Industries implementing CIELUV include digital imaging firms such as Kodak, Canon, Nikon Corporation, and Olympus Corporation; paint and coating manufacturers like Benjamin Moore; and color measurement instrument makers including Konica Minolta and X-Rite. Limitations arise for highly saturated colors near spectral locus points studied by spectroscopists at CSIRO and Scripps Institution of Oceanography, where perceptual nonuniformities persist and alternative models or gamut mapping strategies by companies like HP Inc. are preferred.
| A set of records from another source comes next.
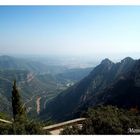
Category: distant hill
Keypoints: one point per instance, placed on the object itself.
(34, 80)
(13, 63)
(108, 83)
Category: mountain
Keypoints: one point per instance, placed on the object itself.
(90, 91)
(35, 81)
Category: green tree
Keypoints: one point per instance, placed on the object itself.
(19, 112)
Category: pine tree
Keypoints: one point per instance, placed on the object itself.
(19, 112)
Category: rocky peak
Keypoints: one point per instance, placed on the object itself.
(127, 59)
(106, 61)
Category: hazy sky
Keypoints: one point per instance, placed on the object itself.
(71, 30)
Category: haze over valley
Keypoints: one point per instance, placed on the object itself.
(69, 69)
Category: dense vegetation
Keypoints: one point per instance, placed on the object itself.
(20, 125)
(109, 83)
(107, 120)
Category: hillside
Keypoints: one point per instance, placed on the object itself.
(86, 92)
(35, 81)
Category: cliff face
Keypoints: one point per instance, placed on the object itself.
(89, 91)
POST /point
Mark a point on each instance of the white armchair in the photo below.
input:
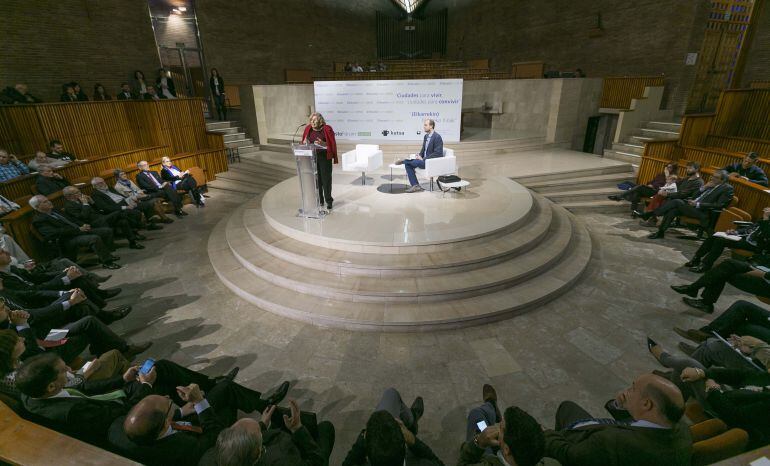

CIELUV assumes a particular observer angle and illuminant, invoking standards from CIE and calibration practices used at RAL and validation labs at UL Solutions.
Implementations convert between device color spaces (e.g., sRGB, Adobe RGB (1998), Rec. 709) and CIELUV via intermediate XYZ color space with chromatic adaptation transforms like Bradford transform or Von Kries transform, algorithms incorporated into color management modules by LittleCMS, ArgyllCMS, and software suites from Adobe Systems and OpenColorIO. Practical conversion code appears in libraries used by Google, Mozilla, and Apple Inc. with optimizations for GPUs from NVIDIA and AMD. Test imagery and datasets for verification originate from institutions such as Getty Research Institute and benchmarking bodies like SMPTE and ITU-R. For high-precision workflows, manufacturers such as Xerox and Ricoh integrate spectral data and use multispectral imaging methods developed at University of Arizona and ETH Zurich.